Archaeologists Search for Lost 16th Century Stone Church on Mission Grounds

 

 

This month, the Diocese of St. Augustine will be looking into the past and the future at its iconic Mission Nombre de Dios and Shrine of Our Lady of La Leche.

A new archaeological dig will begin this week on what is thought to be the first stone building and shrine, highlighting the historical and religious significance of the site that Bishop Felipe Estévez wants to preserve and develop as a destination for pilgrimage and spiritual renewal.

The site will be open to the public from 9 a.m. to 4 p.m. weekdays through Nov. 1.

The dig will focus on a building believed to have been built in 1677, predating the Castillo de San Marcos, which was completed in 1695, said Dr. Kathleen Deagan, the University of Florida archaeologist who will lead in the dig.

“There is a letter from the Florida governor in that year bragging about building ‘a shrine to Our Lady like no other,’” Deagan said. “We think this is the building.”

The site was first uncovered in the 1950s by the late Father Charles Spellman, who was director of the mission and an archaeologist, she said. He found artifacts, made a map of the site and wrote up a report but never shared it with the archaeological community. “It got covered up, and everyone forgot about it,” Deagan said.

Then when the archives were moved to St. Augustine in 2009, Father Spellman’s report was found by archivist Sister of St. Joseph Cathy Bitzer.
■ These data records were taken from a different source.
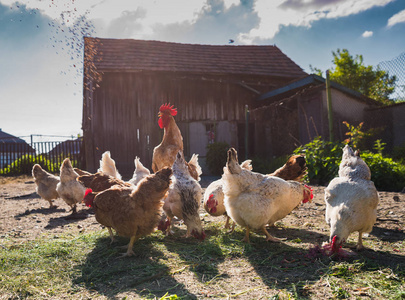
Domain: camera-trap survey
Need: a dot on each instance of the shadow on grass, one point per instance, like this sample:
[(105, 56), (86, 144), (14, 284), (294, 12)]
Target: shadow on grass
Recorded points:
[(203, 257), (283, 266), (43, 211), (144, 274), (385, 234)]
In 1728, the building was seized by Col. John Palmer, who used it as his headquarters. After the Spanish reclaimed the city, officials destroyed the building and moved the mission south, across Hospital Creek to the area near the Great Cross, Deagan said.
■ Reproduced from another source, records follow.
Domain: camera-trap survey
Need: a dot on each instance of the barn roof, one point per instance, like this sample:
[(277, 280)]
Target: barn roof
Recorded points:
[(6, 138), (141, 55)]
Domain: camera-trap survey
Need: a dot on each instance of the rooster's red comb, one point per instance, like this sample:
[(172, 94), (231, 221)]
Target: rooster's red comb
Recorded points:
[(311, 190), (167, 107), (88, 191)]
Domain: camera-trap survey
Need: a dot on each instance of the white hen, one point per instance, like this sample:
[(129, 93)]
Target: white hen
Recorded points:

Architect Herschel Shepard, an expert in colonial preservation, will be asked to determine if the footings can be safely left exposed for the public to see. The coquina, which is bonded with lime and sand, might be too fragile to be left exposed, she said. In that case, a digital exhibit will be made for the public.

UF is doing the project in collaboration with Flagler College, where project historian Dr. Timothy Johnson teaches. The Florida Public Archaeology Network at Flagler will help train guides and develop content for the website. A generous grant from the Academy of American Franciscan History together with additional assistance from the St. Augustine Foundation is funding this exciting endeavor.
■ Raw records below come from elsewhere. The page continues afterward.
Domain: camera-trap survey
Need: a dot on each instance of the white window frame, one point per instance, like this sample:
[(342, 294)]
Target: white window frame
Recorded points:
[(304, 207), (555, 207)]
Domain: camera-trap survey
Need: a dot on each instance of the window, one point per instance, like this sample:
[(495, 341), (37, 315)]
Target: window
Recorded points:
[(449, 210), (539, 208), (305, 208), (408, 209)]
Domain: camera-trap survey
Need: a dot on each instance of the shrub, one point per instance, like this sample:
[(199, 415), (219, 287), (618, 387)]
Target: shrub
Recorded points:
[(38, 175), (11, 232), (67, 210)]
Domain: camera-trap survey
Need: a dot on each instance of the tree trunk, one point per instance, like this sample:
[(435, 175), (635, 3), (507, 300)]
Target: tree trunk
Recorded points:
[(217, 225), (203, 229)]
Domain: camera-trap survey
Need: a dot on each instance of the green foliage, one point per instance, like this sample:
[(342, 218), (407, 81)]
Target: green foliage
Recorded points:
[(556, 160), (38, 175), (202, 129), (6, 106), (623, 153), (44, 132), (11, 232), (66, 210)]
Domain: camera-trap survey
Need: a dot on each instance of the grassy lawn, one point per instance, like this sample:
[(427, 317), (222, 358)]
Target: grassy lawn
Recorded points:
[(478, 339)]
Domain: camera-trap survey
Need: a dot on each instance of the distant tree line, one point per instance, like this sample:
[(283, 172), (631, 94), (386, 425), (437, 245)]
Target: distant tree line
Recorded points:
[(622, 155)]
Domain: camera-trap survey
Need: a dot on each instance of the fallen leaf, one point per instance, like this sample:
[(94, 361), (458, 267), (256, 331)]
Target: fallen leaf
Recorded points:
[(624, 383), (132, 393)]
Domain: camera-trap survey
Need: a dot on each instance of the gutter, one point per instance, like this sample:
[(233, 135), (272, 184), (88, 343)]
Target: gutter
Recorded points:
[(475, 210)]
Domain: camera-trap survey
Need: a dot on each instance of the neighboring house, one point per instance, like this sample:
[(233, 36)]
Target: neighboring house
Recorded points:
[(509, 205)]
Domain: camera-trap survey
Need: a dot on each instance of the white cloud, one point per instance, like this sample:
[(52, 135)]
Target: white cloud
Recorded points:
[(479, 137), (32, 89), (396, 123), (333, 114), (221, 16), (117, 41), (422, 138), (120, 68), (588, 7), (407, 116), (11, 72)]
The dig will be underway at the same time hurricane repairs and construction on a new building is happening.

Joanna Stark, director of the shrine, said the property suffered extensive damage from Hurricane Matthew in 2016 and Hurricane Irma in 2017. Bulkheads along the waterfront are being added and work on the bridge has been scheduled. And, the entrance has a new fence, which will improve security after hours while giving the site more of a presence, she said.

The old gift shop, which was severely damaged by flooding, is being replaced with a new building that will be used for offices and space for spiritual renewal with seating for up to 75, Stark said. The new building should be ready by next spring.

The gift shop, which was moved to the museum building, had its grand opening on August 28, the feast of St. Augustine, and will have online shopping available soon.

“With plans underway to open the excavation of the old church on the “Sacred Acre,” our thoughts are turning now to how we can best educate and accommodate pilgrims and visitors. We want to share the faith history of the founding of St. Augustine, along with the missionary efforts that originated here at Mission Nombre de Dios and extended throughout all of Spanish Florida,” said Stark.